The quality of education in these schools is far from satisfactory. A survey of government schools early this year, noted that ''compared to the money and effort poured into the education sector over the last ten years, the results have been meagre and unsatisfactory.''

''The resources poured into primary education have been spent outside the classroom rather than inside. These have been used primarily to boost quantity of school buildings rather than upgrading education quality,'' says Tirtha Khaniya of the Educational and Development Services Centre that carried out the survey. Government schooling is free, but textbooks have to be bought.

However, under a new scheme, the cost of the books is refunded if parents can furnish the bill. According to Dr Mishra, three things are needed to bridge the gap between private and public schooling in Nepal. ''One is to find out a way to hand over the management of public primary schools to the community where the community makes the decisions.
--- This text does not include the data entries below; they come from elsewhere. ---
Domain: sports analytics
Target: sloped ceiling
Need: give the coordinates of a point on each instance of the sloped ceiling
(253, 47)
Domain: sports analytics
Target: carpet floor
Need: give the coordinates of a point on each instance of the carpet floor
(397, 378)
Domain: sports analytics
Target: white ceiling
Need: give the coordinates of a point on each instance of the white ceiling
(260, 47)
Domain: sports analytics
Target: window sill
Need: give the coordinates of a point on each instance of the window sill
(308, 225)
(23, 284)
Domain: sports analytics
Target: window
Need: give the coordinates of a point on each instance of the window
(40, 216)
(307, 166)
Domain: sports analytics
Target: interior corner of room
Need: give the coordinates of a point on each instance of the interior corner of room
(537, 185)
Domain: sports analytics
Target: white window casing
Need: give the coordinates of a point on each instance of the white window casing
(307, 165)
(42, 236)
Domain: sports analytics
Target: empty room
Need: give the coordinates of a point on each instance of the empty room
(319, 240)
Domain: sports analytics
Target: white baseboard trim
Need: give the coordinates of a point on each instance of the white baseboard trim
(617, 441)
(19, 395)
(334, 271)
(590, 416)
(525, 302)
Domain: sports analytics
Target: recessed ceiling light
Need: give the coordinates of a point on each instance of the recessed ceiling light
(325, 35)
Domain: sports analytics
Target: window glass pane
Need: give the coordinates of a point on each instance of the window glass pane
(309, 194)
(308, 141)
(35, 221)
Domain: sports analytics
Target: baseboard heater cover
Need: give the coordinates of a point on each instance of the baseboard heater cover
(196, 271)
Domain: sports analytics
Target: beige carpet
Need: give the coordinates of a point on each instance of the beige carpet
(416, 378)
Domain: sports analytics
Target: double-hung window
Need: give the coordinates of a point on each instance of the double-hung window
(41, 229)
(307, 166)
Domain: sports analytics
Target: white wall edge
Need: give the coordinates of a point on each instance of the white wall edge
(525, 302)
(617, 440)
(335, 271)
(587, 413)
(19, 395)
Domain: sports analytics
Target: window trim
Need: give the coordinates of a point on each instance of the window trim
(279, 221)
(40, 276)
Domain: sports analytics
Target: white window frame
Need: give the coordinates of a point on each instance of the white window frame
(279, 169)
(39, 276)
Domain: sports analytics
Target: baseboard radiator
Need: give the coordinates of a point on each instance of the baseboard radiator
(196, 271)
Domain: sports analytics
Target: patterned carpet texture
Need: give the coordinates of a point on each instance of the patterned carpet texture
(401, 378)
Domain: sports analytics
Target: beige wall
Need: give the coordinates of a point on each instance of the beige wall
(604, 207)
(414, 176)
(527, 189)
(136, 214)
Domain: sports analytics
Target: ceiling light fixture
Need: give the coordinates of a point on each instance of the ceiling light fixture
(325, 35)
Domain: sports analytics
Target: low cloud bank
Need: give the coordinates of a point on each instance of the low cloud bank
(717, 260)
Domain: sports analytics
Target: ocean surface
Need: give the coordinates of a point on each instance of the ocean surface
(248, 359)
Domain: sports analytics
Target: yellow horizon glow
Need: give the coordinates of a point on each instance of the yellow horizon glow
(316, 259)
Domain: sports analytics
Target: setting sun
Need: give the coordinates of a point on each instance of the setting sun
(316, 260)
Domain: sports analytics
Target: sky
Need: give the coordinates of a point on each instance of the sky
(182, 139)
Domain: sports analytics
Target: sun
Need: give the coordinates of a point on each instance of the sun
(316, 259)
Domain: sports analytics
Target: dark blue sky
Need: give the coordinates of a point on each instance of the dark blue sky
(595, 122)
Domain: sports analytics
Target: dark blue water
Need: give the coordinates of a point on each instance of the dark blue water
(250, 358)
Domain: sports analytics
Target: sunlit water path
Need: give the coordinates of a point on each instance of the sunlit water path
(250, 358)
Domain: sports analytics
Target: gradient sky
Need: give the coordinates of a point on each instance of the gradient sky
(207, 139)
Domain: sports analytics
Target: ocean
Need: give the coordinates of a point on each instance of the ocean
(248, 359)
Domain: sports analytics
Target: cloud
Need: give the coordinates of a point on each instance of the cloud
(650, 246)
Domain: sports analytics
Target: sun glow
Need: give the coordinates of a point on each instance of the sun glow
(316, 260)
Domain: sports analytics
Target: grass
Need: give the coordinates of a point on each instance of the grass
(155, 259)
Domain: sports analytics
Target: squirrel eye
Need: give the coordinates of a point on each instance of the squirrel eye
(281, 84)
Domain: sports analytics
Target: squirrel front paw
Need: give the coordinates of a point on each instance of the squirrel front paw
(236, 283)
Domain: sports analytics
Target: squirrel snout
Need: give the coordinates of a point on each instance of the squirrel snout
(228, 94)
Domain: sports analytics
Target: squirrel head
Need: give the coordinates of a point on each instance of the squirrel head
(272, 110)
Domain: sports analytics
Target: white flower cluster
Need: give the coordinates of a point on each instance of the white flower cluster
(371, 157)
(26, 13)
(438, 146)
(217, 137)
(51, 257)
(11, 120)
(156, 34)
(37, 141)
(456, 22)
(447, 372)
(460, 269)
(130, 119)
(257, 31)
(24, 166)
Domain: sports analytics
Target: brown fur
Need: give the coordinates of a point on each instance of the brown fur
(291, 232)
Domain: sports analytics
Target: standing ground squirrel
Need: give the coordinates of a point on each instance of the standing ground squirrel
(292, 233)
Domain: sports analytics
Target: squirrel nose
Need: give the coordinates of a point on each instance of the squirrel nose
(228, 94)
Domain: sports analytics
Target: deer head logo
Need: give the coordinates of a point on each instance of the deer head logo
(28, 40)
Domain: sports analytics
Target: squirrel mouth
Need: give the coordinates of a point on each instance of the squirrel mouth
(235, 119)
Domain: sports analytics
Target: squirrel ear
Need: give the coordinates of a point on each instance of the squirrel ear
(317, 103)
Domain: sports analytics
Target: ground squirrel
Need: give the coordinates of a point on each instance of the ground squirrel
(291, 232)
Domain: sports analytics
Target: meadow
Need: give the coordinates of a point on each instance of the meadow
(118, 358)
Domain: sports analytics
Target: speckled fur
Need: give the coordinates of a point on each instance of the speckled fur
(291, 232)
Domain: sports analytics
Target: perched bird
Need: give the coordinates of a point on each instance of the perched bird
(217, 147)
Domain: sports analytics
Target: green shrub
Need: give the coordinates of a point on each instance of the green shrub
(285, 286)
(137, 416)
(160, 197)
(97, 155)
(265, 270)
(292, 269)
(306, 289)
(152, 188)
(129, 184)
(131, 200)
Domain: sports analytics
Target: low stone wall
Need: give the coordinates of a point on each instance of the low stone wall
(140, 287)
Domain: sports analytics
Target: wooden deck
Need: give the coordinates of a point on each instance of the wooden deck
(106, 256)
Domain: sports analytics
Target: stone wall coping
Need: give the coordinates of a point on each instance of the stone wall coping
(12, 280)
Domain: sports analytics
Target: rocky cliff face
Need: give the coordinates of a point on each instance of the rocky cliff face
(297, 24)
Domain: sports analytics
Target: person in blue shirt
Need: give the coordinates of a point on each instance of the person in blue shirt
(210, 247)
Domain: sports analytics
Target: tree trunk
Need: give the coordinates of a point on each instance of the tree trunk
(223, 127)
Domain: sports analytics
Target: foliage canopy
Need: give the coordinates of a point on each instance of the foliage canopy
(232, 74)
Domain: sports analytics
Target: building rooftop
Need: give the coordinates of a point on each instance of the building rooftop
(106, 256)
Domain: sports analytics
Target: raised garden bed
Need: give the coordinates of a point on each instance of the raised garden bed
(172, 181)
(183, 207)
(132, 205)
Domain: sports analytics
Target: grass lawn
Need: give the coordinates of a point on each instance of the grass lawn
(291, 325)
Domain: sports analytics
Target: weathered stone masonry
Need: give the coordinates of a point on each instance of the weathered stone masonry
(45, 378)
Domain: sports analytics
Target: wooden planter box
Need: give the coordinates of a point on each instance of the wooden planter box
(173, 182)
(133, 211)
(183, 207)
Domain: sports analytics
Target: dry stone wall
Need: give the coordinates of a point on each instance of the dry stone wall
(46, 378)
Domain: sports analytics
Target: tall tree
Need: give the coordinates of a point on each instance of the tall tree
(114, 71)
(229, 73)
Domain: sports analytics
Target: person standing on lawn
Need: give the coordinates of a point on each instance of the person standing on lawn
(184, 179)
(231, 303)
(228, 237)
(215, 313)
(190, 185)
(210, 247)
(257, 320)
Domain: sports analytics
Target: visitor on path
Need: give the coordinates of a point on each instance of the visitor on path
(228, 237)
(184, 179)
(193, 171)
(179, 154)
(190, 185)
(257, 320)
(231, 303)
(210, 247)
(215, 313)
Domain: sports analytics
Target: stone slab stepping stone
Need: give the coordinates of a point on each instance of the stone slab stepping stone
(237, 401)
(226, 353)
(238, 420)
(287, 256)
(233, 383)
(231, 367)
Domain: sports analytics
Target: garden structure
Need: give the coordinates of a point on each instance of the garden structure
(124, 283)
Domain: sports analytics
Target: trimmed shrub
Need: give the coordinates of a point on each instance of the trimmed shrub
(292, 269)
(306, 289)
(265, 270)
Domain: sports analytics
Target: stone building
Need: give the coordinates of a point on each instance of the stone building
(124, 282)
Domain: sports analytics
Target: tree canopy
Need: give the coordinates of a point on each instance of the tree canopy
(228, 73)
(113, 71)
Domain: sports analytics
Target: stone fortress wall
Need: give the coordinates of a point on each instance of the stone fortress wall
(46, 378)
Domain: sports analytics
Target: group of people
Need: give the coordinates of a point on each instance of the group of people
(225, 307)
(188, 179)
At the moment, all education-related decisions are centralised. It is the district education officer who makes the decisions, communities have no roles to play,'' he says. More funds should also be allocated to public primary schools.

And lastly, a way has to be found to motivate teachers themselves to go to school. Many primary teachers in remote public schools, hardly do so, he says. Nepal's education policymakers will also have to think of making schooling useful for the majority of students who come from low-income families.

''I would say that majority of Nepal's public school children are ill-equipped for the job market,'' says Mishra, who thinks that the current vocational training programmes in such schools have been ineffective.

A section of Nepal's employers agree. According to Bal Krishna Shrestha, a business contractor in Kathmandu, most products of the country's public schools are not equipped for the job market. ''They have to be retrained, apprenticed for the jobs that I provide,'' he says.